Ways and Means Committee Chair Bill Thomas (R-CA) has reintroduced his FSC/ETI and corporate tax reform bill
as H.R. 3967. The bill includes new revenue raisers that bring down the cost of the bill to about $4 billion over ten years. Included among the new “pay-fors” is a modified version of the Treasury Department’s “SILO” proposal to ban “sales-in-lease-out” agreements purported to be tax shelters. The new provision provides a $20 billion
offset over 10 years. The House will soon consider the American Jobs Creation Act (H.R. 2896), legislation
that complies with our World Trade Organization (WTO) obligations by replacing the ETI tax regime (successor
to the FSC) with a manufacturing tax deduction, as well as a number of international and domestic tax reforms.
This bill contains sensible pro-growth policies that will benefit U.S. manufacturers of all sizes.

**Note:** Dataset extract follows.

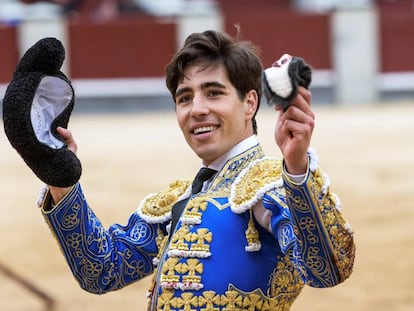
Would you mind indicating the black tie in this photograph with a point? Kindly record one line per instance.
(203, 174)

The House of Representatives should debate and pass this legislation as soon as possible.
Before leaving for the recess, Majority Leader Bill Frist (R-TN) confirmed that the JOBS bill, S. 1637, would be the “first order of business” when the Senate returns on March 22. Senator Frist is expected to begin procedural maneuvers to force a cloture vote unless an agreement is reached to limit any additional amendments to only those that are germane. The Senate on March 3 began debate and votes on S. 1637, the Jumpstart Our Business Strength (JOBS) Act. S. 1637 is a fair, balanced bill that complies with our World Trade Organization (WTO) obligations by
replacing the ETI tax regime (successor to the FSC) with a manufacturing tax deduction, as well as a number
of international and domestic tax reforms.S. 1637 contains sensible, pro-growth policies that will benefit U.S. manufacturers of all sizes. It is important to our manufacturers and to economic growth that we end the EU sanctions as soon as possible. S. 1637 keeps the process moving and brings us closer to ultimate compliance with WTO rules in a way that keeps our companies competitive.